Le gouvernement indien sur la corde raide après le retrait annoncé d'un parti

Un militant du parti du Congrès Trinamool (TMC) porte sur le front l'image de la chef de cette formation, Mamata Banerjee, le 2 juin 2012 [Deshakalyan Chowdhury / AFP/Archives] Un militant du parti du Congrès Trinamool (TMC) porte sur le front l'image de la chef de cette formation, Mamata Banerjee, le 2 juin 2012 [Deshakalyan Chowdhury / AFP/Archives]

Le retrait annoncé d'un parti clé de la coalition au pouvoir en Inde fait planer l'hypothèse d'élections anticipées au moment où le gouvernement espère imposer des réformes cruciales pour relancer l'économie, estimaient mercredi les commentateurs.

Le parti du Congrès Trinamool (TMC) a annoncé mardi que ses six ministres allaient démissionner vendredi du gouvernement pour protester contre des réformes telles que l'ouverture du commerce de détail aux multinationales étrangères, déjà repoussée l'an dernier face à l'opposition du TMC.

Cette formation régionale a aussi annoncé que ses 19 parlementaires allaient retirer leur soutien au parti du Congrès, qui dirige la coalition gouvernementale et dépend du TMC pour une majorité au parlement.

Selon les analystes et l'opposition, le retrait du TMC signifie que les jours du gouvernement du Premier ministre, Manmohan Singh, sont désormais comptés et que des élections générales pourraient avoir lieu avant la date prévue de 2014.

"Le début de la chute du gouvernement de l'Alliance progressiste unie (United Progressive Alliance, UPA) a commencé", pronostiquait le porte-parole du principal parti d'opposition, le parti conservateur Bharatiya Janata Party (BJP), en référence à la coalition de partis de centre-gauche.
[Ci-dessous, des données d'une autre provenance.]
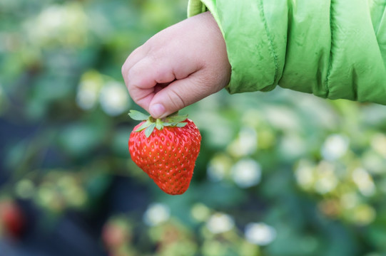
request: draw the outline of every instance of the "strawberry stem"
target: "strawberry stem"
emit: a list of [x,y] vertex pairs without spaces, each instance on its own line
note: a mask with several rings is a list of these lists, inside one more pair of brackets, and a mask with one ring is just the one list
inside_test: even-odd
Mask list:
[[183,121],[186,120],[188,115],[178,115],[178,112],[176,112],[168,117],[160,119],[155,119],[154,117],[143,114],[136,110],[130,110],[128,115],[134,120],[145,121],[140,127],[138,127],[134,132],[141,132],[145,130],[145,134],[146,137],[149,137],[154,128],[158,130],[161,130],[164,127],[183,127],[186,125],[186,122]]

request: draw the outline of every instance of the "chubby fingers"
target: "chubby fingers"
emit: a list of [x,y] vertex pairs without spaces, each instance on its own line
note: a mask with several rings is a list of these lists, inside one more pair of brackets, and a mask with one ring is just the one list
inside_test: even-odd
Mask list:
[[[125,82],[136,103],[155,118],[164,117],[193,103],[189,97],[192,88],[186,85],[191,78],[187,78],[200,68],[199,65],[183,65],[179,60],[151,55],[137,58],[133,56],[123,68]],[[133,64],[133,60],[137,62]]]

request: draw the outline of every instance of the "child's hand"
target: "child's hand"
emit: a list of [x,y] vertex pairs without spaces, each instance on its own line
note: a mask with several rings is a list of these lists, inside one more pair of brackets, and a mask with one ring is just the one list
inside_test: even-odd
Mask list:
[[156,34],[122,67],[133,100],[161,118],[223,88],[230,65],[221,32],[209,12]]

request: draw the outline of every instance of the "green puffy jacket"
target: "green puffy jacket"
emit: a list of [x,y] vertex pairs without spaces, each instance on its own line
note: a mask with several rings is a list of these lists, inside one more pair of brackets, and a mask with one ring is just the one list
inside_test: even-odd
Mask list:
[[276,85],[386,105],[386,0],[190,0],[224,36],[230,93]]

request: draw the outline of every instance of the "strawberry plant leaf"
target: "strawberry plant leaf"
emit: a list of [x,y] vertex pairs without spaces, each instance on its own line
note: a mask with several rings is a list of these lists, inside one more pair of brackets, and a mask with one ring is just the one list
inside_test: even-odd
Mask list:
[[178,123],[177,124],[176,124],[176,126],[177,127],[183,127],[186,124],[188,124],[188,123]]
[[160,122],[156,122],[156,128],[157,128],[157,129],[158,129],[158,130],[161,130],[163,128],[163,125]]
[[154,128],[156,128],[156,123],[151,123],[151,124],[149,125],[148,128],[145,130],[145,135],[146,135],[146,137],[148,138],[153,131],[154,131]]
[[140,112],[137,110],[130,110],[130,112],[128,113],[128,115],[130,117],[131,117],[134,120],[137,121],[143,121],[147,120],[149,118],[149,115],[146,115],[143,113]]
[[151,124],[151,122],[150,122],[149,120],[147,120],[143,124],[142,124],[139,127],[138,127],[138,129],[135,130],[134,132],[141,132],[143,129],[148,127]]

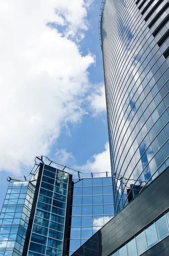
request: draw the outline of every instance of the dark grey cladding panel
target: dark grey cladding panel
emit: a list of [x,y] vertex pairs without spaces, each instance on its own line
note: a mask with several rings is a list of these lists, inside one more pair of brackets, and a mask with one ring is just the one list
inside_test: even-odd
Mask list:
[[158,243],[141,256],[168,256],[169,255],[169,236]]
[[122,245],[169,207],[169,183],[168,168],[72,255],[107,256]]

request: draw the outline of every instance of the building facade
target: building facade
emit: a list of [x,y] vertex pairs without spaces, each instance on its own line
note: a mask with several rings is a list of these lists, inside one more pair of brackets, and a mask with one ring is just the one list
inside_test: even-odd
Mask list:
[[115,214],[169,165],[169,3],[106,0],[102,9]]
[[114,216],[110,177],[73,180],[43,161],[31,175],[28,181],[9,179],[0,256],[70,256]]
[[169,168],[72,256],[168,256]]

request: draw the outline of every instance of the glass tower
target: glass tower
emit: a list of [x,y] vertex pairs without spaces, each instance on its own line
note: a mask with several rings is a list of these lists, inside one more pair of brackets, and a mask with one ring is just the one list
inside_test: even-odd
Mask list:
[[106,0],[102,9],[115,214],[169,165],[169,3]]
[[114,216],[111,177],[83,178],[77,172],[73,181],[65,167],[35,165],[28,181],[8,178],[0,256],[70,256]]

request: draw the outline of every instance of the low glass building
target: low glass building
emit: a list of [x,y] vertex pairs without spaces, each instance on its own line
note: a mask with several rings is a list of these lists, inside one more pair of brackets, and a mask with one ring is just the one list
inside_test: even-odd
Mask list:
[[29,180],[8,179],[0,256],[70,256],[114,215],[111,177],[72,180],[65,167],[35,165]]

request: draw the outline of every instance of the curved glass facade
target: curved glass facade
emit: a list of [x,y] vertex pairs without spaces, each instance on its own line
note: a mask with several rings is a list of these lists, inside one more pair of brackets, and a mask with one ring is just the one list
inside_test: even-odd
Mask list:
[[115,213],[169,165],[169,3],[106,0],[102,15]]

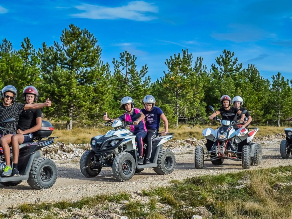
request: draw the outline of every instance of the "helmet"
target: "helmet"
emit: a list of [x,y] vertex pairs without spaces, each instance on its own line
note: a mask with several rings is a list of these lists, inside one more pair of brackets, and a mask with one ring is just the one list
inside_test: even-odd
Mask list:
[[145,108],[145,103],[152,104],[152,110],[155,106],[155,98],[152,95],[146,95],[143,99],[143,104]]
[[223,100],[229,100],[229,105],[230,105],[230,104],[231,104],[231,98],[230,98],[230,97],[228,95],[223,95],[221,97],[221,98],[220,99],[220,102],[221,102],[221,105],[222,106],[223,105]]
[[132,108],[133,108],[134,105],[134,100],[133,100],[132,98],[130,97],[123,97],[121,101],[121,107],[124,110],[126,110],[126,108],[125,108],[125,106],[124,105],[129,103],[131,103],[131,106]]
[[27,93],[30,93],[34,95],[34,102],[36,102],[39,98],[39,92],[36,88],[33,86],[27,86],[23,89],[22,92],[22,97],[23,101],[25,101],[25,95]]
[[234,105],[234,102],[236,101],[239,101],[240,102],[241,106],[242,106],[243,104],[243,100],[241,97],[240,97],[239,96],[234,97],[234,98],[232,99],[232,103],[233,104],[233,105]]
[[4,99],[4,94],[5,92],[9,91],[13,93],[14,94],[14,96],[12,100],[12,102],[14,102],[17,97],[17,90],[15,87],[12,85],[7,85],[4,87],[2,90],[1,90],[1,100]]

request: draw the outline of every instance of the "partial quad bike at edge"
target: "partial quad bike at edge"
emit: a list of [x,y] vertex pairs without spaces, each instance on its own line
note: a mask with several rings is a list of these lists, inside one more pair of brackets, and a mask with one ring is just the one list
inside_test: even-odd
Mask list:
[[[215,112],[211,106],[209,109]],[[246,112],[242,112],[242,114]],[[211,161],[215,165],[223,163],[225,159],[241,161],[243,169],[249,169],[251,166],[259,165],[262,160],[262,148],[259,144],[252,140],[258,128],[241,127],[237,130],[233,128],[236,122],[222,120],[217,117],[213,119],[221,126],[215,130],[208,128],[203,131],[203,135],[207,140],[207,151],[201,146],[195,150],[195,166],[202,169],[204,162]]]
[[283,159],[289,158],[292,154],[292,128],[286,128],[284,130],[286,134],[286,139],[281,142],[280,152],[281,157]]
[[[132,120],[135,121],[140,115],[140,114],[138,114]],[[93,150],[85,152],[80,160],[80,169],[85,176],[96,176],[104,167],[112,167],[116,178],[121,182],[131,179],[135,173],[148,167],[153,168],[159,174],[172,172],[175,165],[174,154],[170,150],[162,149],[163,143],[173,138],[172,135],[170,135],[172,133],[164,136],[159,134],[154,139],[151,163],[139,165],[137,161],[135,136],[126,128],[132,124],[132,122],[127,122],[123,124],[121,121],[116,120],[112,124],[114,129],[109,131],[104,135],[97,135],[91,138],[90,145]],[[145,150],[145,145],[144,146]],[[143,160],[145,159],[144,156]]]
[[[2,122],[4,123],[15,122],[14,119],[10,119]],[[0,131],[8,130],[0,126]],[[18,185],[22,180],[27,180],[30,186],[36,189],[48,189],[53,186],[57,179],[57,169],[52,160],[41,157],[42,148],[54,142],[55,137],[49,137],[54,128],[49,122],[43,120],[41,129],[34,133],[33,140],[19,145],[19,156],[18,169],[20,175],[18,176],[1,176],[6,163],[2,152],[0,152],[0,184],[7,186]],[[41,140],[42,138],[47,138]],[[12,151],[11,147],[11,151]],[[0,149],[2,151],[2,147]],[[12,154],[10,155],[12,161]],[[13,164],[11,163],[13,167]]]

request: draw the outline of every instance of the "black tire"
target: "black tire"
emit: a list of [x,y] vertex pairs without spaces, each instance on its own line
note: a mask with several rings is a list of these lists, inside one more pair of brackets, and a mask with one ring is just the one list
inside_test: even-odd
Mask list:
[[157,159],[157,166],[153,168],[157,173],[164,175],[171,173],[175,166],[174,154],[169,150],[160,150]]
[[52,187],[57,179],[57,167],[54,161],[46,157],[34,159],[27,183],[34,189],[44,189]]
[[86,151],[82,155],[79,162],[81,173],[86,177],[94,177],[100,172],[101,167],[93,169],[94,166],[94,157],[95,153],[92,150]]
[[203,169],[204,167],[204,148],[199,145],[195,149],[195,167],[196,169]]
[[241,154],[242,160],[242,168],[245,169],[251,167],[251,148],[249,145],[244,145],[242,147]]
[[255,153],[253,157],[251,158],[251,165],[256,166],[262,162],[263,153],[262,147],[259,144],[255,144]]
[[19,180],[18,181],[11,181],[11,182],[0,182],[0,184],[2,184],[6,186],[15,186],[16,185],[17,185],[22,182],[22,181],[21,180]]
[[281,157],[283,159],[288,158],[290,156],[290,150],[288,148],[288,142],[286,140],[283,140],[281,142],[280,146],[280,152]]
[[132,155],[126,152],[120,153],[114,160],[112,172],[118,181],[131,179],[135,173],[136,162]]
[[142,169],[138,169],[136,168],[136,170],[135,171],[135,173],[141,173],[141,172],[144,170],[144,168],[142,168]]

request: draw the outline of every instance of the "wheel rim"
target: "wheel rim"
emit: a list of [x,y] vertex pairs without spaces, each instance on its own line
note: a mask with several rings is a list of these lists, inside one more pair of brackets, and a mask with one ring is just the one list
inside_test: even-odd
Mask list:
[[164,166],[167,169],[169,169],[172,166],[172,159],[170,157],[167,157],[164,159]]
[[123,163],[123,173],[125,175],[128,175],[132,171],[132,165],[131,161],[127,160]]
[[52,178],[53,170],[49,166],[45,166],[41,171],[41,178],[44,182],[48,182]]

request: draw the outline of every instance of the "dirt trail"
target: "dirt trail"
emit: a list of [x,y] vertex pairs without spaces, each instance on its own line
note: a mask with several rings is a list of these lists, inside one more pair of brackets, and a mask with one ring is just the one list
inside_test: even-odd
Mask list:
[[[292,159],[283,159],[280,155],[281,139],[266,141],[260,143],[263,154],[262,163],[252,166],[251,169],[292,164]],[[45,190],[32,189],[26,181],[19,185],[8,187],[0,186],[0,198],[4,209],[24,203],[54,202],[63,200],[75,200],[82,197],[120,191],[135,192],[169,185],[173,179],[182,180],[187,177],[207,174],[216,174],[241,171],[241,163],[225,160],[223,165],[214,165],[211,161],[205,162],[201,170],[195,169],[194,164],[194,147],[189,148],[175,154],[175,169],[169,175],[158,175],[152,168],[145,169],[135,175],[129,181],[117,182],[112,169],[103,168],[97,177],[87,178],[79,169],[79,159],[55,161],[58,168],[58,178],[51,188]]]

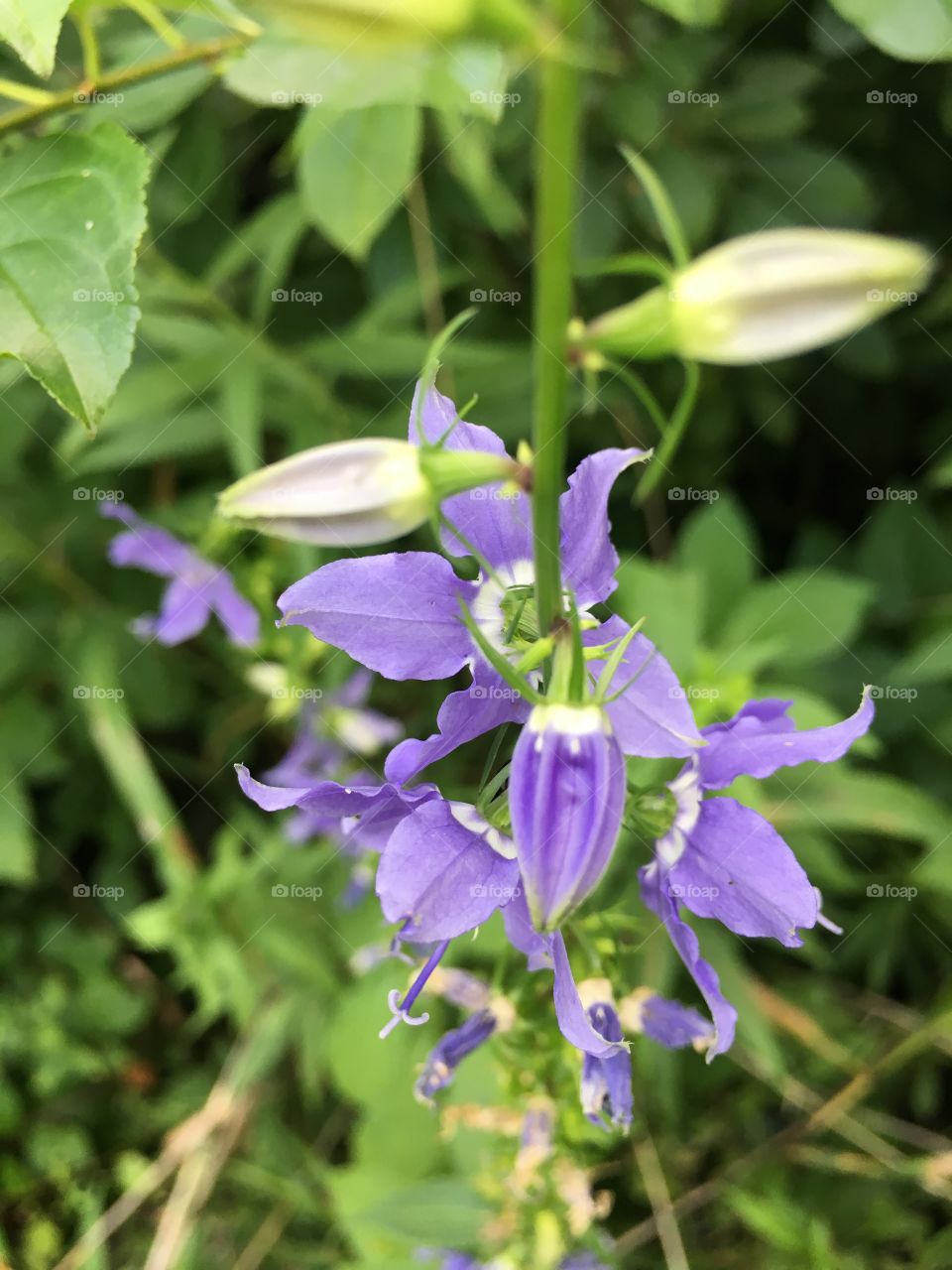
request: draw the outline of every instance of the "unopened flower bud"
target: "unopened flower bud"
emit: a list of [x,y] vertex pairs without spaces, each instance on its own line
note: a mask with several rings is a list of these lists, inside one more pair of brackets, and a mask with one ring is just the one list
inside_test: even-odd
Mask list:
[[419,528],[444,498],[514,478],[505,456],[380,437],[303,450],[236,481],[221,516],[294,542],[367,546]]
[[583,354],[740,366],[829,344],[899,305],[930,274],[915,243],[845,230],[765,230],[730,239],[576,338]]
[[614,850],[625,789],[625,757],[600,706],[533,709],[513,753],[509,809],[538,930],[555,930],[594,890]]

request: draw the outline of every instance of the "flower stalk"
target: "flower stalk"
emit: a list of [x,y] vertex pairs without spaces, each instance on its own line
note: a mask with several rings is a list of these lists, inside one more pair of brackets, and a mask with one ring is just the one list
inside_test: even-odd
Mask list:
[[[555,0],[552,17],[567,29],[580,0]],[[566,329],[571,318],[571,243],[580,122],[579,72],[557,55],[543,58],[536,149],[536,334],[533,538],[539,632],[561,616],[559,495],[566,453]]]

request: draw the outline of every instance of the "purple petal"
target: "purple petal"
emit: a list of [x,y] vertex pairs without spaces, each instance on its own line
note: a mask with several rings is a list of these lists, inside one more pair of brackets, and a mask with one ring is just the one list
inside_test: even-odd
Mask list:
[[165,588],[157,616],[140,617],[136,632],[149,635],[169,648],[184,644],[207,626],[213,596],[211,580],[194,583],[175,578]]
[[671,944],[688,969],[701,996],[707,1002],[715,1024],[715,1043],[707,1052],[707,1062],[724,1054],[734,1041],[737,1024],[737,1011],[721,992],[717,972],[701,956],[701,945],[692,928],[678,913],[678,904],[668,893],[668,883],[658,864],[646,865],[638,870],[641,898],[646,907],[659,918],[671,940]]
[[456,1069],[475,1049],[485,1044],[496,1030],[491,1010],[479,1010],[465,1022],[448,1031],[430,1050],[414,1093],[423,1102],[432,1102],[434,1093],[453,1083]]
[[465,828],[442,799],[396,827],[377,870],[383,916],[406,922],[400,937],[414,944],[473,930],[512,899],[518,883],[515,861]]
[[[416,386],[414,405],[410,414],[410,441],[418,442],[416,404],[420,385]],[[449,398],[430,389],[423,404],[421,423],[428,441],[442,437],[457,418],[456,406]],[[490,455],[504,455],[505,446],[489,428],[475,423],[457,423],[446,441],[447,450],[479,450]],[[443,503],[444,514],[461,533],[457,538],[451,531],[442,535],[443,546],[453,555],[468,555],[473,546],[498,568],[513,564],[515,560],[532,559],[532,504],[526,494],[503,497],[501,485],[481,485],[479,489],[456,494]]]
[[437,798],[434,785],[418,785],[411,790],[401,790],[396,785],[373,785],[369,782],[339,785],[336,781],[320,781],[307,787],[279,787],[256,781],[244,766],[236,763],[239,785],[244,794],[265,812],[283,812],[289,806],[305,808],[320,815],[391,815],[402,819],[420,803]]
[[569,963],[569,954],[565,951],[565,940],[560,931],[548,937],[548,950],[552,954],[555,968],[555,986],[552,996],[555,998],[556,1017],[559,1030],[567,1041],[583,1052],[595,1058],[607,1058],[609,1054],[625,1053],[627,1046],[621,1041],[605,1040],[592,1026],[588,1011],[581,1003],[579,989],[575,987],[572,968]]
[[[605,1040],[619,1041],[622,1027],[614,1006],[597,1002],[588,1010],[592,1026]],[[607,1058],[585,1054],[581,1067],[581,1109],[593,1124],[603,1125],[607,1113],[612,1124],[627,1129],[632,1118],[631,1054],[622,1050]]]
[[284,626],[320,640],[388,679],[444,679],[471,655],[452,565],[429,551],[334,560],[278,599]]
[[239,592],[231,575],[221,569],[212,583],[212,608],[232,644],[258,643],[258,610]]
[[707,745],[699,756],[704,787],[726,789],[737,776],[772,776],[797,763],[831,763],[868,732],[875,712],[869,690],[864,688],[859,709],[849,719],[797,732],[786,714],[788,705],[774,698],[748,701],[727,723],[704,728]]
[[536,706],[509,775],[532,919],[555,930],[600,881],[625,810],[625,757],[595,705]]
[[[607,644],[630,630],[621,617],[609,617],[598,630],[585,635],[588,645]],[[589,662],[594,679],[602,673],[604,662]],[[605,709],[612,720],[618,744],[626,754],[641,758],[685,758],[701,745],[684,690],[668,662],[644,635],[636,635],[628,645],[612,679],[617,692],[637,674],[625,693]]]
[[732,798],[701,804],[668,885],[697,917],[715,917],[735,935],[800,947],[797,927],[816,925],[816,893],[796,856],[762,815]]
[[387,780],[405,784],[424,767],[493,728],[523,723],[528,712],[528,704],[480,659],[473,667],[470,687],[451,692],[439,707],[438,730],[425,740],[409,738],[391,751],[383,768]]
[[[622,1015],[628,1021],[628,1013],[622,1002]],[[646,996],[635,1006],[632,1013],[637,1015],[636,1030],[650,1036],[651,1040],[664,1045],[666,1049],[684,1049],[696,1041],[710,1041],[713,1039],[713,1024],[704,1019],[691,1006],[683,1006],[679,1001],[668,1001],[666,997]]]
[[625,469],[644,456],[644,450],[599,450],[589,455],[569,478],[569,489],[559,500],[565,584],[583,607],[605,599],[618,585],[608,497]]
[[526,903],[526,892],[519,889],[512,902],[503,909],[503,923],[509,942],[519,952],[524,952],[528,970],[551,970],[552,954],[548,949],[548,940],[539,935],[532,925],[529,906]]
[[109,563],[117,569],[145,569],[160,578],[174,578],[194,568],[201,558],[176,537],[149,525],[124,503],[103,503],[102,514],[128,526],[109,544]]

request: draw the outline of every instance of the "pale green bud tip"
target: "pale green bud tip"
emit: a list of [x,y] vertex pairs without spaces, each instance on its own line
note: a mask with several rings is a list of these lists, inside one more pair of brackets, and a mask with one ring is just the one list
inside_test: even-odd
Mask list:
[[704,251],[670,287],[604,314],[575,344],[583,357],[767,362],[842,339],[911,304],[930,273],[929,254],[901,239],[767,230]]
[[505,455],[368,437],[261,467],[218,495],[218,513],[294,542],[368,546],[419,528],[452,494],[517,479]]
[[418,528],[432,503],[420,451],[374,437],[261,467],[220,495],[218,512],[296,542],[367,546]]
[[819,348],[914,301],[930,272],[923,248],[878,234],[801,229],[731,239],[673,281],[678,351],[744,364]]

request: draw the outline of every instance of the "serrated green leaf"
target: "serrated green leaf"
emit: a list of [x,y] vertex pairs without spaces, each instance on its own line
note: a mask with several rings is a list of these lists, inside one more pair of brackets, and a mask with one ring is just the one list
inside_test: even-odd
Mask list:
[[415,105],[308,110],[298,133],[305,210],[330,241],[363,259],[416,171]]
[[69,8],[70,0],[0,0],[0,39],[13,44],[32,71],[48,79]]
[[0,357],[88,427],[132,357],[147,175],[116,124],[29,141],[0,175]]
Interrogé par l'AFP, B.D. Verghese, un analyste au Centre for Policy Research, basé à Delhi, estimait aussi la tenue d'élections anticipées de moins en moins hypothétique, tout en s'interrogeant sur l'avantage qu'en tirerait l'opposition en pareil cas.

"L'idée d'élections anticipées s'est accrue mais reste à savoir si cela bénéficiera à l'opposition", a-t-il commenté, citant notamment le contexte économique difficile peu propice à une campagne électorale surfant sur la promesse d'une forte croissance.

La presse notait par ailleurs que les perspectives de voir le gouvernement promulguer de nouvelles réformes s'étaient sérieusement amenuisées face au retrait annoncé du TMC, dirigé par la populiste Mamata Banerjee.

"Engager des réformes audacieuses dans le secteur bancaire, des assurances et des retraites est une tâche difficile. Une autre hausse des prix des carburants semble improbable", avançait le quotidien The Times of India.

Les réformes annoncées prévoient notamment de permettre aux géants de la distribution tels que Walmart, Tesco ou Carrefour, ainsi qu'aux compagnies aériennes étrangères, d'opérer sur le marché indien. Les mesures prévoient aussi une hausse de 12% du tarif subventionné du gazole.

Un appel à la grève a été lancé pour jeudi par commerçants et transporteurs.